Naturalmente que, quando existe sintonia entre as pessoas, ambas as partes zelam pela manutenção e atualização desses conteúdos e conseguem prosseguir uma relação mesmo com um passado menos risonho em comum. É o que se passa nas relações duradouras em que o casal assume os momentos menos positivos e, em conjunto, prepara um caminho alternativo.
 
Esses casais conseguem manter-se juntos há muitos anos porque aprendem em conjunto, porque corrigem os seus erros em conjunto, porque conversam acerca dos seus problemas e, mesmo respeitando a individualidade de cada um, conseguem encontrar um conjunto de pontos em comum que transformam as memórias negativas em positivas e alimentam os seus sentimentos.
 
Nas amizades de longa duração, o processo é semelhante. Há uma necessidade constante de superar os maus momentos e de ativar pontos bonitos já vividos.
 
Quando tal não é possível, não se consegue suportar a presença de uma pessoa que nos está sistematicamente a recordar daquilo que queremos esquecer.
 
Num mau ambiente familiar é comum que os casais não se entendam precisamente pela troca de acusações que se vive. Essas discussões fazem ativar o passado não corrigido e, em conjunto, aquelas duas pessoas não conseguem ativar os aspetos positivos.
 
O mesmo se passa nas demais relações. Quando temos um colega de trabalho que nos faz recordar passagens negativas de vida, nem precisamos de discutir para não nos sentirmos bem com essa pessoa.
 
Isto pode explicar linearmente a razão pela qual nos sentimos bem com umas pessoas e mal com outras. É o que nos ativam de positivo ou de negativo que pode promover injustiças, pelo que o ideal é respeitar que não nos sentimos bem com aquela pessoa e respeitá-la na sua diferença, mesmo que não passemos de um simples cumprimento.
 
Dessa forma, nada se ativa, não há discussões nem qualquer tipo de conflito.
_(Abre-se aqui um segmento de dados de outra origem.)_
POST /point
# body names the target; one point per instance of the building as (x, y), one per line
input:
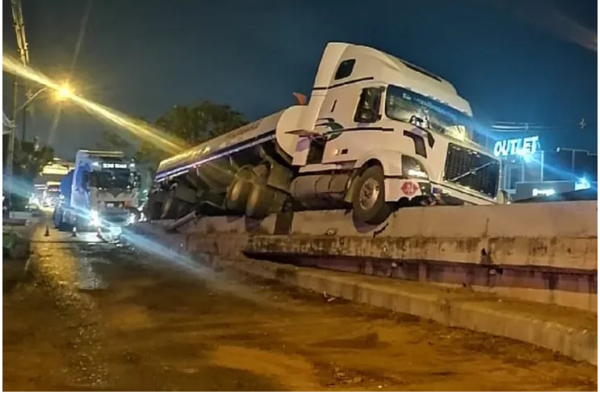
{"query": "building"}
(529, 171)
(53, 172)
Aceita-se que a pessoa não nos faz mal, mas que nos faz sentir bem pelo que representa para nós.
 
Uma simples forma de estar ou de falar pode ativar memórias que já tenhamos vivido e que não queremos recuperar, por isso, tentemos compreender as razões para nos posicionarmos melhor nas relações.
 
O mesmo se passa com alguns locais que frequentamos que, nos podem reativar memórias negativas, mesmo que seja com outras pessoas. Podemos dar uma segunda oportunidade, mas se não conseguirmos, optemos por ir a outro local, há tanta diversidade de escolha que não vale a pena estar a estragar um momento de felicidade por causa disso.
 
Acima de tudo, queremos dar-lhe esta dica: é importante compreender as causas que existem dentro de nós para que tenhamos determinados comportamentos, pois só assim podemos viver melhor com isso, ou em casos mais avançados, poderemos transformar aquilo que nos causa mau-estar.
 
Como o nosso objetivo de vida é sermos felizes o maior número de momentos possível, faz sentido que encontremos aquilo que nos impede de validar esse direito para que se possa alterar de alguma forma.
 
É bom ter em conta que, não precisamos de explicar tudo aquilo que sentimos em nós mesmos, mas sim aquilo que causa incómodo para evitar faltar ao respeito e não conseguirmos também validar esse respeito por nós mesmos.